Davalı işverenin yurt dışı projelerinde çalıştırılmak üzere istihdam edilen davacı işçi çalışma döneminde ... ülkesinde çalışmıştır. Davacıya çalıştığı bu dönemde ücreti USD cinsinden ödenmiştir. Taraflar arasında davacının iş görme edimini fiilen söz konusu ülkede yerine getirdiği tartışma konusu olmayıp ilgili dönemde ... işyerinin de işçinin işini fiilen yaptığı ... olduğu sabittir. Daha sıkı ilişkili hukukun tespitinde sadece işçi ve işverenin Türk olması tek başına belirleyici kriter olarak kabul edilemez. Hukuk seçimi anlaşması bulunmayan ve daha sıkı ilişkili hukukun Türk hukuku olmadığı anlaşılan çalışma döneminde kıdem tazminatı ve ihbar tazminatı alacakları bakımından uyuşmazlığa ... işyeri hukukunun uygulanması gerektiğinin düşünülmemesi hatalıdır. Hâl böyle olunca, uzman bir bilirkişiden de denetime elverişli rapor alınmak suretiyle dosya kapsamındaki delil durumu birlikte değerlendirilerek sözü edilen alacaklar hakkında usuli kazanılmış haklar da gözetilerek bir karar verilmesi gerekmektedir. Bu maddi ve hukuki olgular gözetilmeden yanılgılı değerlendirme ile yazılı şekilde karar verilmesi hatalı olup bozmayı gerektirmiştir.

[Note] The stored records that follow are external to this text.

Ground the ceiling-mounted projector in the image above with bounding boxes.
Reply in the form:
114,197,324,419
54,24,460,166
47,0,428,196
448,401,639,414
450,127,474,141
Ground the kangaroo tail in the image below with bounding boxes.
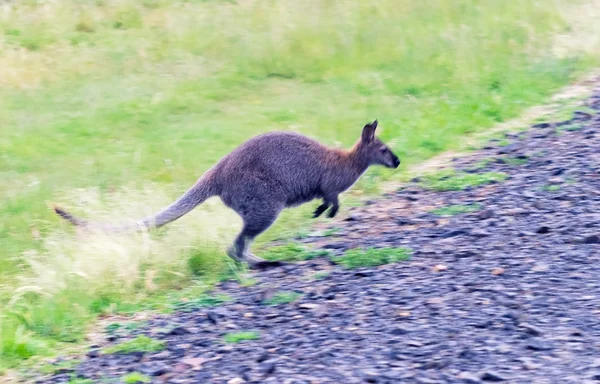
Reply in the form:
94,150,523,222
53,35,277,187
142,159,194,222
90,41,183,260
53,176,216,233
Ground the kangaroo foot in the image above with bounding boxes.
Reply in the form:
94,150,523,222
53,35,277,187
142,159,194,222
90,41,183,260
244,253,286,270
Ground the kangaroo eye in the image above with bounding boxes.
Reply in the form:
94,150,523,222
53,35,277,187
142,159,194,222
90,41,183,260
380,147,387,153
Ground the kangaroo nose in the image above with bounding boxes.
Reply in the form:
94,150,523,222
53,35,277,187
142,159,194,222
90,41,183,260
394,158,401,168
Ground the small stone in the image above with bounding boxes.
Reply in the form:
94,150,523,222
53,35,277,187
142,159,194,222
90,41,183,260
256,351,269,363
458,371,483,383
168,326,190,336
398,311,411,317
519,323,543,336
478,209,494,219
432,264,448,272
442,229,469,238
526,339,553,351
531,263,550,272
390,327,411,335
491,267,505,275
535,226,551,234
227,378,246,384
259,361,276,376
243,312,254,318
480,371,506,382
426,297,444,305
520,357,541,370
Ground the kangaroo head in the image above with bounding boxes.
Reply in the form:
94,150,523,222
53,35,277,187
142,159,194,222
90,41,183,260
355,120,400,169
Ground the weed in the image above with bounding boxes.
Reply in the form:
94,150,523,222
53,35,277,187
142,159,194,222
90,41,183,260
421,170,508,191
172,294,232,312
502,157,529,166
121,372,151,384
312,272,330,280
38,359,79,375
223,331,260,344
67,379,94,384
262,243,331,262
335,247,411,269
1,0,598,368
263,291,302,306
541,184,562,192
103,335,165,354
322,227,342,237
472,158,494,170
430,204,482,216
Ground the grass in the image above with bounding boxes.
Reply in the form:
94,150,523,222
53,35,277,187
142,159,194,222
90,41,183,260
335,247,412,269
223,331,260,344
502,157,529,166
261,243,332,262
430,204,482,216
171,294,232,312
542,184,562,192
102,335,165,355
1,0,600,371
421,170,508,191
262,291,302,306
121,372,151,384
38,359,79,375
312,272,330,281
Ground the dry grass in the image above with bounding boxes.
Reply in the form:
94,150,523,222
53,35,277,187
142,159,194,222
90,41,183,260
14,184,240,300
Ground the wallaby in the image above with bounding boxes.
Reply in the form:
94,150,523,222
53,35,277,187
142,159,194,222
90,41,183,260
54,120,400,269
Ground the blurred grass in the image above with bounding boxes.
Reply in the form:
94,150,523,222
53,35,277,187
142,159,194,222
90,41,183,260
1,0,599,371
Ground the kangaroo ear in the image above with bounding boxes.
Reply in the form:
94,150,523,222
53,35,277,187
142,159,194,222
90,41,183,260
361,119,378,143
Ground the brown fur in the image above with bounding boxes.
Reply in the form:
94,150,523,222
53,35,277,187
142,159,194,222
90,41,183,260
54,120,400,269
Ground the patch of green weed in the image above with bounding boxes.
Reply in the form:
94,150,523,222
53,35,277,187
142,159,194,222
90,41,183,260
502,157,528,165
223,331,260,344
172,294,232,312
541,184,561,192
263,291,302,306
335,247,411,269
421,170,508,191
312,272,330,280
103,335,165,354
262,243,331,262
121,372,151,384
430,204,482,216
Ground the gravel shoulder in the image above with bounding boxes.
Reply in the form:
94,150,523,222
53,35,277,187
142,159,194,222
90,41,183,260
35,86,600,384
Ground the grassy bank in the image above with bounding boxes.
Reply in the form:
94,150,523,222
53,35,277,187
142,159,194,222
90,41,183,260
1,0,599,371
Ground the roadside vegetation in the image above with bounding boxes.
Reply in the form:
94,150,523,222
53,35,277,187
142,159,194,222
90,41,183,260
1,0,599,373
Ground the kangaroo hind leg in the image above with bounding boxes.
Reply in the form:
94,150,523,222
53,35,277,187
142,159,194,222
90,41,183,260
227,201,285,270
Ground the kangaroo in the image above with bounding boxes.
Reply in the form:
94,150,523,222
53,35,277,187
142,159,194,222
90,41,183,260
54,120,400,269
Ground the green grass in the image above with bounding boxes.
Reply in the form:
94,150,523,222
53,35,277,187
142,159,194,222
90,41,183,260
421,170,508,191
223,331,260,344
261,243,332,262
38,359,79,375
502,157,529,166
263,291,302,306
312,272,330,281
172,294,232,312
541,184,562,192
102,335,165,355
121,372,151,384
430,204,482,216
1,0,599,371
335,247,412,269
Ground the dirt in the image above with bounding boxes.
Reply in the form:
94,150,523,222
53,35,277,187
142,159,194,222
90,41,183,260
33,84,600,384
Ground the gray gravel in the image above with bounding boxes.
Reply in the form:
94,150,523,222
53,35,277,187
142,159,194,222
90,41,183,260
36,86,600,384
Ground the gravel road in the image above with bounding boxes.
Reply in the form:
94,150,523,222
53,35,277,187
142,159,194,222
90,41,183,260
36,86,600,384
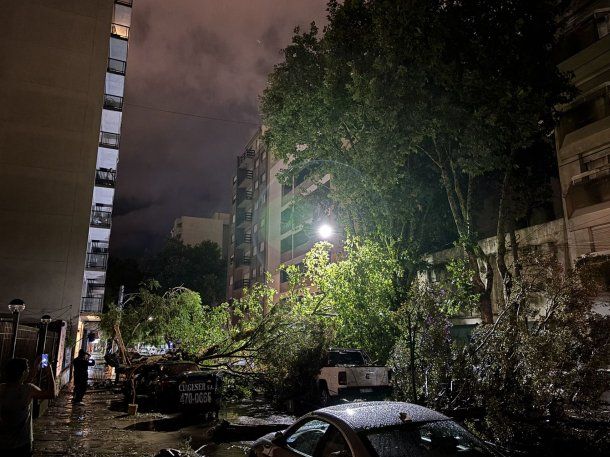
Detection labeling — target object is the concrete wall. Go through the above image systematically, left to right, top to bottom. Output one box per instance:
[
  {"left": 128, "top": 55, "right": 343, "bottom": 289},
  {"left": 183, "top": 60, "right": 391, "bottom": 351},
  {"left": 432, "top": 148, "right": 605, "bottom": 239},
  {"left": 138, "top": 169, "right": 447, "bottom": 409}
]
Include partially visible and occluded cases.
[{"left": 0, "top": 0, "right": 114, "bottom": 324}]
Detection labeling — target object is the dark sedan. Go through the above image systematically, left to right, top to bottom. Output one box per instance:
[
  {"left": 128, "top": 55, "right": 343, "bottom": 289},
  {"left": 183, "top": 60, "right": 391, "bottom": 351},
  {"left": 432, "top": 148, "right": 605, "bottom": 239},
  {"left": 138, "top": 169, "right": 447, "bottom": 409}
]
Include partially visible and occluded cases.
[{"left": 250, "top": 401, "right": 505, "bottom": 457}]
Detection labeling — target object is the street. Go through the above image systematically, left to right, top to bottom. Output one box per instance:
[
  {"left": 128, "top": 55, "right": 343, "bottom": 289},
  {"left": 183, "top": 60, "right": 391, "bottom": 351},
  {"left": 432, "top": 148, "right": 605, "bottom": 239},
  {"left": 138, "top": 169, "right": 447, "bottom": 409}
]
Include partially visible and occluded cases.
[{"left": 33, "top": 385, "right": 294, "bottom": 457}]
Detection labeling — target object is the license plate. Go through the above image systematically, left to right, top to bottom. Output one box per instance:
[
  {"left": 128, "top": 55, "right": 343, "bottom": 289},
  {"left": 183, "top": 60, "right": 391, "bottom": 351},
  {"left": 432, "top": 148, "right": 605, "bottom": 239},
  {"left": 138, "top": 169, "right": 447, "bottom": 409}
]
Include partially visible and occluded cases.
[{"left": 360, "top": 388, "right": 373, "bottom": 393}]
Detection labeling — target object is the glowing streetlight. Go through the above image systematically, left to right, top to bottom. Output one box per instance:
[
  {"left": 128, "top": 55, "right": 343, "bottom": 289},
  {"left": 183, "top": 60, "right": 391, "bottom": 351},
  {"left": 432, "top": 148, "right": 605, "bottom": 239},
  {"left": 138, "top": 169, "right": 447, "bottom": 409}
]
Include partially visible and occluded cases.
[{"left": 317, "top": 224, "right": 334, "bottom": 240}]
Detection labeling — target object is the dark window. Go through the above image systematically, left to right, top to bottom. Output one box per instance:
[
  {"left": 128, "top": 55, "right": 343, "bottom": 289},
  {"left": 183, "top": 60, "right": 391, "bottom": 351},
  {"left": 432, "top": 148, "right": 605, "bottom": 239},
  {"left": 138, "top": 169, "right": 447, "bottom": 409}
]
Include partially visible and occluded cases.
[
  {"left": 281, "top": 208, "right": 293, "bottom": 234},
  {"left": 293, "top": 230, "right": 309, "bottom": 248},
  {"left": 281, "top": 236, "right": 293, "bottom": 254},
  {"left": 361, "top": 421, "right": 494, "bottom": 457}
]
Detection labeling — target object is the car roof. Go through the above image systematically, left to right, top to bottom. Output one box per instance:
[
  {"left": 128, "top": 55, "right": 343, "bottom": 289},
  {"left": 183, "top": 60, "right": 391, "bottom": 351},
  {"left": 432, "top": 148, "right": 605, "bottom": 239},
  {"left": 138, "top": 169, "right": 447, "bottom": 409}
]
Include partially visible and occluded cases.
[{"left": 313, "top": 401, "right": 449, "bottom": 432}]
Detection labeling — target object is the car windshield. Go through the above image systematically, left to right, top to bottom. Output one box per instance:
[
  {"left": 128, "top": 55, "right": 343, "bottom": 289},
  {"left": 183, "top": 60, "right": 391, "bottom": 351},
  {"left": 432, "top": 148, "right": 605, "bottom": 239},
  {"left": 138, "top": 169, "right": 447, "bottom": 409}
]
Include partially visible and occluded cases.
[
  {"left": 328, "top": 351, "right": 365, "bottom": 366},
  {"left": 360, "top": 420, "right": 494, "bottom": 457}
]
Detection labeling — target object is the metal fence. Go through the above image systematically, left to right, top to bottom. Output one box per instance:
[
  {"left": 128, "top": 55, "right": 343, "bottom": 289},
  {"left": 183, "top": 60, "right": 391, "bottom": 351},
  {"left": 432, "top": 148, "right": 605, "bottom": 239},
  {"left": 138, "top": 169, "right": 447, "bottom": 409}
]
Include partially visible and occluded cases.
[
  {"left": 0, "top": 320, "right": 61, "bottom": 376},
  {"left": 0, "top": 321, "right": 39, "bottom": 368}
]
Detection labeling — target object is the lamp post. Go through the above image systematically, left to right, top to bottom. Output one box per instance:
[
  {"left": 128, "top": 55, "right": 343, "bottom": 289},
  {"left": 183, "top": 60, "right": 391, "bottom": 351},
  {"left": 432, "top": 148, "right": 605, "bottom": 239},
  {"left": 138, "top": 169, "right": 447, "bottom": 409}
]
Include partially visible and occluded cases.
[
  {"left": 8, "top": 299, "right": 26, "bottom": 358},
  {"left": 40, "top": 314, "right": 52, "bottom": 354}
]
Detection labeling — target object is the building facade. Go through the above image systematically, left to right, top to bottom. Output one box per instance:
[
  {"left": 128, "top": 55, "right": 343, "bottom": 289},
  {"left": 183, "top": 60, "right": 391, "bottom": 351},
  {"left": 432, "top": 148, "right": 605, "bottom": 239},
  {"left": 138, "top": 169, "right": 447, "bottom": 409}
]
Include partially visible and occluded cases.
[
  {"left": 0, "top": 0, "right": 133, "bottom": 381},
  {"left": 80, "top": 0, "right": 133, "bottom": 351},
  {"left": 555, "top": 1, "right": 610, "bottom": 265},
  {"left": 226, "top": 128, "right": 337, "bottom": 301},
  {"left": 227, "top": 130, "right": 271, "bottom": 300},
  {"left": 170, "top": 213, "right": 231, "bottom": 258}
]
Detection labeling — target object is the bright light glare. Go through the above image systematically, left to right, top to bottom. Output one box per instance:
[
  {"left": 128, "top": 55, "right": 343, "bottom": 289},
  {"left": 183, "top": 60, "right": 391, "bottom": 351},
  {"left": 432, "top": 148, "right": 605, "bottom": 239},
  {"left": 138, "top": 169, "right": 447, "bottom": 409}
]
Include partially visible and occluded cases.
[{"left": 318, "top": 224, "right": 333, "bottom": 239}]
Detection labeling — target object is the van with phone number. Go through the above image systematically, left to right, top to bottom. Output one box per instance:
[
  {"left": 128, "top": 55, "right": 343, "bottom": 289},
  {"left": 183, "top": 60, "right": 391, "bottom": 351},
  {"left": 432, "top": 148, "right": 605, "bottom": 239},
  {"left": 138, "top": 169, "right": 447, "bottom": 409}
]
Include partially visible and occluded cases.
[{"left": 125, "top": 361, "right": 223, "bottom": 418}]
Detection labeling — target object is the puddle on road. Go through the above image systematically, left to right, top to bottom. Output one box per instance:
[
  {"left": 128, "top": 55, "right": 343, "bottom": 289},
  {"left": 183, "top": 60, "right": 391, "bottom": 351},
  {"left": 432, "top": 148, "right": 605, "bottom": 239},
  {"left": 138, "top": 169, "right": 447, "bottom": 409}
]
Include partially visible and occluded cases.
[
  {"left": 191, "top": 400, "right": 295, "bottom": 457},
  {"left": 195, "top": 442, "right": 251, "bottom": 457}
]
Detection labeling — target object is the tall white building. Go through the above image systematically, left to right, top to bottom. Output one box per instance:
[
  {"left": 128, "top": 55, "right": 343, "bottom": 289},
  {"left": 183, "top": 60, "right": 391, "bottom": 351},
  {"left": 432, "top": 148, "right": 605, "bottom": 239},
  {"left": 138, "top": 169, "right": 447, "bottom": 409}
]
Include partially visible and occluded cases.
[{"left": 79, "top": 0, "right": 134, "bottom": 343}]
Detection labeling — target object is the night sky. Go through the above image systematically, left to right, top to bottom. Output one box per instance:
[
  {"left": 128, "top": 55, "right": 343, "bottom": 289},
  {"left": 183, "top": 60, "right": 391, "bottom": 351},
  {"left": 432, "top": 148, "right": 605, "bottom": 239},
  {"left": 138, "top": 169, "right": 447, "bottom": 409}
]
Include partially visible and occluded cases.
[{"left": 111, "top": 0, "right": 328, "bottom": 257}]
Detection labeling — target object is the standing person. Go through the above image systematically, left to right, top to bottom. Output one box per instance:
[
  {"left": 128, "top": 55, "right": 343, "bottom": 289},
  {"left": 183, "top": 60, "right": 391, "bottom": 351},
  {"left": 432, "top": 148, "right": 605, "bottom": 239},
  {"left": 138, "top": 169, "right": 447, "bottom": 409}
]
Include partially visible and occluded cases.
[
  {"left": 72, "top": 350, "right": 95, "bottom": 405},
  {"left": 0, "top": 357, "right": 57, "bottom": 456}
]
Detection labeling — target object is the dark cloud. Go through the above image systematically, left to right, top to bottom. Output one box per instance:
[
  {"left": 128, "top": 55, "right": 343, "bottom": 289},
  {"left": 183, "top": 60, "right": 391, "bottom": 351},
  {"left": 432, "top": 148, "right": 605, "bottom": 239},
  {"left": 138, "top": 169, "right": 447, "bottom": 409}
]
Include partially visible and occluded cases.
[{"left": 111, "top": 0, "right": 328, "bottom": 257}]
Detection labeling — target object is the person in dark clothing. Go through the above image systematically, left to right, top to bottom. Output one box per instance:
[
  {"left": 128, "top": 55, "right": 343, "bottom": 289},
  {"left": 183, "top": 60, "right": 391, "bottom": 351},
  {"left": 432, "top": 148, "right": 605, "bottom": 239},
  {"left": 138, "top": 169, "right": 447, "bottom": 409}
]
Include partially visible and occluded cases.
[{"left": 72, "top": 350, "right": 94, "bottom": 405}]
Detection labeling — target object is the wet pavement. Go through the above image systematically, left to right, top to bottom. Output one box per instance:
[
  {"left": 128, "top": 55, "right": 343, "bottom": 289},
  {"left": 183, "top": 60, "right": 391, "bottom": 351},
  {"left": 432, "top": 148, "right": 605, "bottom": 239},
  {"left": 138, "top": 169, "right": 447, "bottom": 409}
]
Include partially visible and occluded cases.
[{"left": 33, "top": 385, "right": 295, "bottom": 457}]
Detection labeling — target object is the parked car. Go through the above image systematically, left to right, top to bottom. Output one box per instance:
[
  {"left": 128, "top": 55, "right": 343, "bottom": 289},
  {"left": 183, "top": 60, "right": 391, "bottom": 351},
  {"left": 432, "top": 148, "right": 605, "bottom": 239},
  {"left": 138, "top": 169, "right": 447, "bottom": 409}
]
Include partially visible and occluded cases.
[
  {"left": 316, "top": 349, "right": 391, "bottom": 405},
  {"left": 124, "top": 360, "right": 222, "bottom": 417},
  {"left": 250, "top": 401, "right": 506, "bottom": 457}
]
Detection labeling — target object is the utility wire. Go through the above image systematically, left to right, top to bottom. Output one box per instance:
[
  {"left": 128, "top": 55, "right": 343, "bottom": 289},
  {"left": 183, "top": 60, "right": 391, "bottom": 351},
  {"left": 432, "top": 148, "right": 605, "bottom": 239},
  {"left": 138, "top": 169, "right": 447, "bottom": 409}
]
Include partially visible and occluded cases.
[{"left": 124, "top": 101, "right": 260, "bottom": 126}]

3. Somut uyuşmazlıkta dava dilekçesinde alacaklarının fiili ödeme tarihindeki kur üzerinden TL karşılığının ödenmesi gerektiğini ileri sürmüş, talep sonucunda ise "1.000,00-USD kıdem tazminatının iş akdinin feshi tarihi olan(işe başlatmama tarihi) 18.04.2022 tarihinden itibaren kamu bankalarınca ABD Doları üzerinden açılmış bir yıllık vadeli mevduata uygulanan en yüksek faizi ile birlikte" tahsilini istemiştir. Bu durumda davacı, 6098 sayılı Kanun'un 99. maddesindeki seçimlik hakkını alacağının ... para olarak tahsili şeklinde kullanmış olup alacağının fiili ödeme tarihindeki kur üzerinden tahsilini istediği açıktır.
Mahkemece, alacağın vade tarihindeki kur üzerinden TL karşılığı istenmiş gibi "... kıdem tazminatı alacağının akdin feshi tarihindeki merkez bankası efektif satış kuru üzerinden TL karşılığının davalıdan alınarak davacıya verilmesine..." karar verilmesi hatalı olup kararın bu sebeple de bozulması gerekmiştir.
VI. KARAR
Açıklanan sebeplerle;
1. Temyiz olunan, İlk Derece Mahkemesi kararına karşı istinaf başvurusunun esastan reddine ilişkin Bölge Adliye Mahkemesi kararının ORTADAN KALDIRILMASINA,
2. İlk Derece Mahkemesi kararının BOZULMASINA,
Peşin alınan temyiz karar harcının istek hâlinde ilgililere iadesine,
Dosyanın kararı veren İlk Derece Mahkemesine, bozma kararının bir örneğinin kararı veren Bölge Adliye Mahkemesine gönderilmesine,
19.02.2025 tarihinde oy birliğiyle karar verildi.